As a former US Ambassador, I am grateful to the governor and very honored that he trusts me to represent him in this way.

In just the last few weeks, I hosted Governor Ávila of Baja California, along with the US Ambassador to Mexico Ken Salazar, at the site of the Otay Mesa 2 border crossing, where I strongly urged them to work together to begin construction on the Mexico side. A few months ago, I joined many of you in Glasgow, representing California at the UN Climate Summit. And last September, I had the honor of welcoming to our state the President of Ukraine, Volodymyr Zelenskyy.

Back in 1993, just two years after the dissolution of the Soviet Union, the United States established a State Partnership Program between the newly independent Ukrainian Armed Forces and the California National Guard. Since then, thousands of soldiers and airmen have gone back and forth between our state and Ukraine.

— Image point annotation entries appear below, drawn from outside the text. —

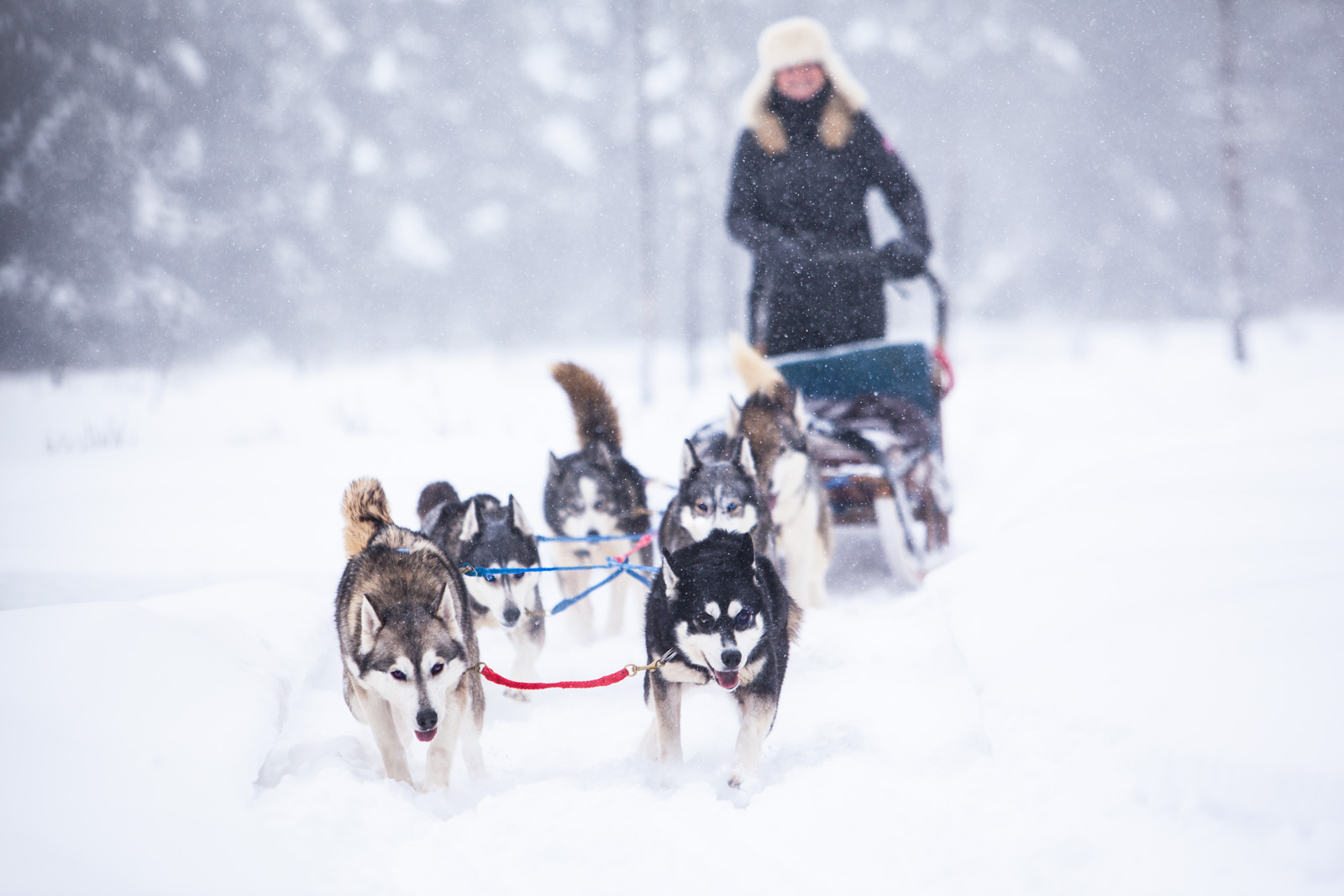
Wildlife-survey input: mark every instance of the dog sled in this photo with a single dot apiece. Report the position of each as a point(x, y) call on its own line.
point(875, 434)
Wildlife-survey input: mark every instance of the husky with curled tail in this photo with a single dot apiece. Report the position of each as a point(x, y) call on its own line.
point(774, 423)
point(486, 533)
point(407, 644)
point(595, 493)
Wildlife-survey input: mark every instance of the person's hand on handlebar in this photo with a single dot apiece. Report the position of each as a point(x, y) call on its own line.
point(900, 259)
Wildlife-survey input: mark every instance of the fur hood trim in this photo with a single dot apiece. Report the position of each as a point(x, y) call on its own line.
point(793, 42)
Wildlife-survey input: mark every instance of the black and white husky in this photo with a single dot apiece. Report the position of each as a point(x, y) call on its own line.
point(491, 535)
point(407, 641)
point(727, 620)
point(718, 490)
point(595, 492)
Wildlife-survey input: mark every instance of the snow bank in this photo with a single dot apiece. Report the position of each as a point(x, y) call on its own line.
point(1128, 680)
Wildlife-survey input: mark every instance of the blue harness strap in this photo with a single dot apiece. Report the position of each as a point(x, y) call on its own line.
point(593, 539)
point(617, 569)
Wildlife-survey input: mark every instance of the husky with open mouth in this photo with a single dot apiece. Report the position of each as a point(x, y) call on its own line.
point(726, 618)
point(407, 641)
point(486, 533)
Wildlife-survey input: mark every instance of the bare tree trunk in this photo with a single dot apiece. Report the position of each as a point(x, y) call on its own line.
point(1233, 249)
point(644, 183)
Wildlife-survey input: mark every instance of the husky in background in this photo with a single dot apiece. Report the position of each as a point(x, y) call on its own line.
point(718, 490)
point(595, 492)
point(487, 533)
point(774, 425)
point(407, 641)
point(727, 618)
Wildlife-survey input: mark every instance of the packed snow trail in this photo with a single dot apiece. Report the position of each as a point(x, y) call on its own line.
point(1128, 680)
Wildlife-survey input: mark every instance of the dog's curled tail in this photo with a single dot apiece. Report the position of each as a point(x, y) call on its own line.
point(432, 496)
point(756, 371)
point(595, 414)
point(365, 508)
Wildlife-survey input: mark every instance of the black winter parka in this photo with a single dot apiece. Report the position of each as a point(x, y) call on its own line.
point(801, 210)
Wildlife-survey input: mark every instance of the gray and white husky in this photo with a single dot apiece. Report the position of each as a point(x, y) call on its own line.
point(595, 492)
point(726, 618)
point(774, 423)
point(491, 535)
point(407, 641)
point(718, 490)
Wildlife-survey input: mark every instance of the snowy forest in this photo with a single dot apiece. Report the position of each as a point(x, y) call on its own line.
point(179, 176)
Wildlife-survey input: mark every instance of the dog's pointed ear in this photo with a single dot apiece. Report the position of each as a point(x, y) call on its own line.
point(517, 519)
point(734, 419)
point(669, 577)
point(369, 625)
point(690, 459)
point(472, 521)
point(745, 458)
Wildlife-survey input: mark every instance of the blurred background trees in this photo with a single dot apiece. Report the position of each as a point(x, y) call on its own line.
point(176, 176)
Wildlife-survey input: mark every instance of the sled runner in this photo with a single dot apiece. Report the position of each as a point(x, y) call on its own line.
point(877, 438)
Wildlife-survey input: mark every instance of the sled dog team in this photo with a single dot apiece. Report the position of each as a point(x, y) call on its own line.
point(749, 506)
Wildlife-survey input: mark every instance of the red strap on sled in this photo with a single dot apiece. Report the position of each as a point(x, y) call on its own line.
point(947, 379)
point(490, 674)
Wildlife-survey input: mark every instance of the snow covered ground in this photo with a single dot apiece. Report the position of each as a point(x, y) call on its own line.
point(1129, 680)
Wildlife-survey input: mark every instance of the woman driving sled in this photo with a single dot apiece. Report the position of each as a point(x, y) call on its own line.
point(803, 170)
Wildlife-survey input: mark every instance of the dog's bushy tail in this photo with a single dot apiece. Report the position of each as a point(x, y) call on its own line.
point(757, 372)
point(595, 414)
point(433, 495)
point(365, 508)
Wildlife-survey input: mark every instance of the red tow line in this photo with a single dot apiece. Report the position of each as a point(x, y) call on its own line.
point(490, 674)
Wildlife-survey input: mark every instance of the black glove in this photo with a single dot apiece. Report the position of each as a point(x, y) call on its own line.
point(900, 259)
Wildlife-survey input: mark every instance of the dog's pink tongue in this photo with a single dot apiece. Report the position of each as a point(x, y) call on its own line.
point(727, 680)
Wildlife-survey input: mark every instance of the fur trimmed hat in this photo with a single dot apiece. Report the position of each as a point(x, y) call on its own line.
point(793, 42)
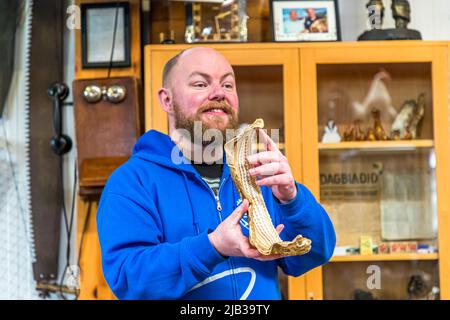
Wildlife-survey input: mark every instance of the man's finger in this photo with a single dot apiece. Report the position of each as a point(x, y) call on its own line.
point(269, 258)
point(267, 141)
point(237, 214)
point(270, 169)
point(280, 180)
point(265, 157)
point(279, 228)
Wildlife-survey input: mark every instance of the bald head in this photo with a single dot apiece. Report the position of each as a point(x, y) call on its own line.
point(191, 53)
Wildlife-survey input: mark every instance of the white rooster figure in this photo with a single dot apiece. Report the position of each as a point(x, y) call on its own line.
point(378, 97)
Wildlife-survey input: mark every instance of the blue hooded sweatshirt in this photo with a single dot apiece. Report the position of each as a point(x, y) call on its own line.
point(153, 222)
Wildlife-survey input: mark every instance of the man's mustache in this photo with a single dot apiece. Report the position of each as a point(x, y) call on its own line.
point(223, 105)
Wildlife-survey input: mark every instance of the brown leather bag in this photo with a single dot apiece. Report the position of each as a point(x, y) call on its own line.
point(105, 131)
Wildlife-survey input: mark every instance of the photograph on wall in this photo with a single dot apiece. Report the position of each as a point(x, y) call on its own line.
point(305, 20)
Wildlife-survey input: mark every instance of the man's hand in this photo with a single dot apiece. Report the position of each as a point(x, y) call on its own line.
point(272, 169)
point(229, 240)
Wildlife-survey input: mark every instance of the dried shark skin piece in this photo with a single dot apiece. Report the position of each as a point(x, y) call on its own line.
point(263, 235)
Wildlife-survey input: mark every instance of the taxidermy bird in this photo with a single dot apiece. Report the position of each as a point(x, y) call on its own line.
point(406, 122)
point(331, 134)
point(378, 97)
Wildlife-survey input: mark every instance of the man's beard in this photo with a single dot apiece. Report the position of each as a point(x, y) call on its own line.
point(216, 122)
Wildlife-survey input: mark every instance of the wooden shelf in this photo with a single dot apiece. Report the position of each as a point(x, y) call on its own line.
point(386, 257)
point(378, 145)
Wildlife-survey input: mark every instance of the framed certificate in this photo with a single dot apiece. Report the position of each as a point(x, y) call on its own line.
point(305, 20)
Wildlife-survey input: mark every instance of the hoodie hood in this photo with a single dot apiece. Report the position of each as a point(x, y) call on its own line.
point(159, 148)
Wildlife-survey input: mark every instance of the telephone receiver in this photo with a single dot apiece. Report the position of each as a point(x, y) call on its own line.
point(59, 143)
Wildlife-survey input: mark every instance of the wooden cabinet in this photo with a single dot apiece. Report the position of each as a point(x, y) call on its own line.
point(409, 202)
point(297, 88)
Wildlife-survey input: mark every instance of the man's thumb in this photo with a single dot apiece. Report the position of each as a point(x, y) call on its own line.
point(239, 211)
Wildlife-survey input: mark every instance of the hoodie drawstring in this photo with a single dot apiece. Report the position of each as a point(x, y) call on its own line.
point(194, 217)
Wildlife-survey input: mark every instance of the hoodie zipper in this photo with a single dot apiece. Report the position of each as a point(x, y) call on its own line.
point(219, 211)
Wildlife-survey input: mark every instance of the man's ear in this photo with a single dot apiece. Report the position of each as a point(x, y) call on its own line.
point(165, 97)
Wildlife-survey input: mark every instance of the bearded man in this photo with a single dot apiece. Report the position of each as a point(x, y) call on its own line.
point(173, 229)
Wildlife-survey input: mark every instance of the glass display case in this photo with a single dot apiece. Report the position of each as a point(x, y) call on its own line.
point(378, 165)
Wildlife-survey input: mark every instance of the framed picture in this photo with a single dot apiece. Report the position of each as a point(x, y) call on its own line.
point(305, 20)
point(216, 21)
point(105, 35)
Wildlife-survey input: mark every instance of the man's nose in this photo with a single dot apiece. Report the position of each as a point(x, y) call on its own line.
point(217, 93)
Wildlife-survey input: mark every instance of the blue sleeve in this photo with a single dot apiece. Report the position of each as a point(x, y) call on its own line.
point(137, 264)
point(304, 215)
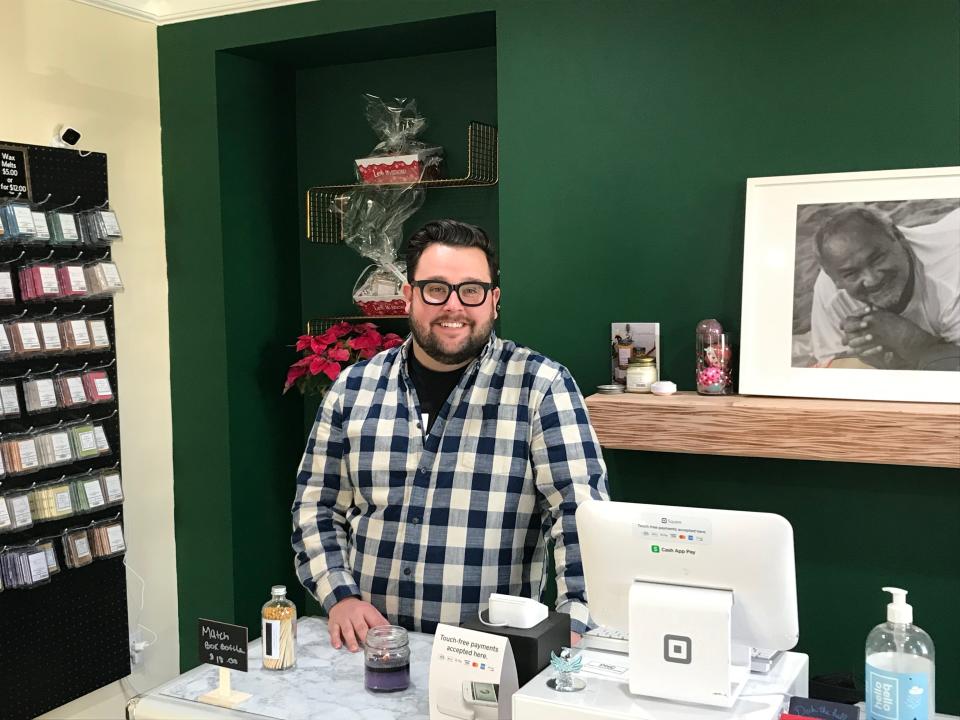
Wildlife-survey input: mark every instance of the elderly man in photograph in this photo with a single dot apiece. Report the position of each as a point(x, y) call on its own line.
point(439, 471)
point(887, 297)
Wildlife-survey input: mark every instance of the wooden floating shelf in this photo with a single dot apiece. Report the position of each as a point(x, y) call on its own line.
point(889, 433)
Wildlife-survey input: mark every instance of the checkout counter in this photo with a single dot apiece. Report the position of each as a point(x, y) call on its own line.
point(327, 684)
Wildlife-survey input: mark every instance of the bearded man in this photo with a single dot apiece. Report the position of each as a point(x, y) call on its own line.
point(438, 472)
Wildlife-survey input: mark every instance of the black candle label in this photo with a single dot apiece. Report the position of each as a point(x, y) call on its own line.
point(223, 644)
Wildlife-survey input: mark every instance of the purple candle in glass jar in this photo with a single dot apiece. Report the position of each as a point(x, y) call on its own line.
point(386, 659)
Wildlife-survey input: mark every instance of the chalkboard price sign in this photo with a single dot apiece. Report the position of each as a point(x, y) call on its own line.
point(14, 171)
point(222, 644)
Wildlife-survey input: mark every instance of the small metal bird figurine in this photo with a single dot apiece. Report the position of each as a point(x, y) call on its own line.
point(566, 665)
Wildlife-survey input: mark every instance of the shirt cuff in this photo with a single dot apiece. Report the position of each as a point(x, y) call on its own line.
point(580, 620)
point(339, 584)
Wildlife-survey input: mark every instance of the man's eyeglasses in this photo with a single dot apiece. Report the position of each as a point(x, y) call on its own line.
point(437, 292)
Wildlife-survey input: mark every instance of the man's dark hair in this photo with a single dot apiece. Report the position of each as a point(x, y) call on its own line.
point(455, 234)
point(856, 219)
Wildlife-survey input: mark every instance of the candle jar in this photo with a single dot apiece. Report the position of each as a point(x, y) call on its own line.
point(641, 374)
point(714, 363)
point(386, 659)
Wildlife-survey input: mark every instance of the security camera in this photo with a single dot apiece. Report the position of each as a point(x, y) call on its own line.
point(66, 136)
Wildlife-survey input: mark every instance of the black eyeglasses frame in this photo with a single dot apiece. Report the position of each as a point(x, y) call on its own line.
point(451, 288)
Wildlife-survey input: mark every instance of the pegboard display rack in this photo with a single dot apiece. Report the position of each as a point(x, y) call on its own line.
point(62, 640)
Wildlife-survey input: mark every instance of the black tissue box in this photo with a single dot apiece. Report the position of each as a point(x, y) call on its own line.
point(531, 647)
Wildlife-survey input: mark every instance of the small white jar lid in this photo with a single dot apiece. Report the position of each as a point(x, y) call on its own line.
point(663, 387)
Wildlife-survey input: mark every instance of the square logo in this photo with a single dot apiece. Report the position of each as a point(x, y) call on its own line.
point(678, 649)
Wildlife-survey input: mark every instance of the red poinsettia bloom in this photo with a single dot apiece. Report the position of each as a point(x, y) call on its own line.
point(368, 341)
point(294, 374)
point(303, 342)
point(341, 329)
point(321, 342)
point(326, 354)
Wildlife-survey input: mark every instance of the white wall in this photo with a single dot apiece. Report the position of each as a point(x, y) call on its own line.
point(65, 62)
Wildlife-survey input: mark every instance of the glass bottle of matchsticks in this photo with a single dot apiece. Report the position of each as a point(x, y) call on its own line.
point(279, 631)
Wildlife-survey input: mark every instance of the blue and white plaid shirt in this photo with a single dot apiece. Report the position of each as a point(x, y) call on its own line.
point(425, 527)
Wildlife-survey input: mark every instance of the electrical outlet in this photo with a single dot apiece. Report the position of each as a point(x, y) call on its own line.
point(137, 646)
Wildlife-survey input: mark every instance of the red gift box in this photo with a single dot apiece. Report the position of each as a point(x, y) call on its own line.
point(410, 168)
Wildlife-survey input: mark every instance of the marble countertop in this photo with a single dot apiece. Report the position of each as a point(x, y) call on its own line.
point(325, 683)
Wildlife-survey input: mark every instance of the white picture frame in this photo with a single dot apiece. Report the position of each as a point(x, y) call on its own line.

They have trained together, conducted joint exercises and exchanges, and built long lasting bonds of friendship.

I welcomed President Zelenskyy at Moffett Field along with the Commander of the California National Guard, Major General David Baldwin. General Baldwin is here tonight, thank you for your service, General.

As President Zelenskyy, General Baldwin and I made our way down the tarmac viewing equipment, vehicles and aircraft on display, several California Guardsmen of Ukrainian descent came forward and posed with him for selfies. And at one point, one of our fighter pilots stepped forward.

He showed the President a special badge on his flight suit which he had earned during a joint training mission in Ukraine. The pilot, nicknamed Tigger, took the badge off his suit and presented it to the president.

Zelenskyy was moved by the significance of the gesture. He asked Tigger if he was sure he wanted to part with it. He then took it, tapped it to his heart, and told him he would keep it with him always. Two weeks ago, when the incursion began, that same Cal Air Guard pilot became one of the first members of the US military sent to Europe as a NATO advisor.

For 29 years, the California National Guard has played a major role in preparing Ukrainian troops for the conflict they find themselves in today. I join the many guardsmen and women who I know are sending support and prayers to their heroic Ukrainian friends today.

Governor, thank you for everything you are doing to support all aspects of the California – Ukrainian partnership and friendship. And thank you for allowing me to play a part in assisting your administration in this work.

And now, members of the California State Legislature and my fellow Californians, it is my honor to introduce the governor of the great state of California, Governor Gavin Newsom.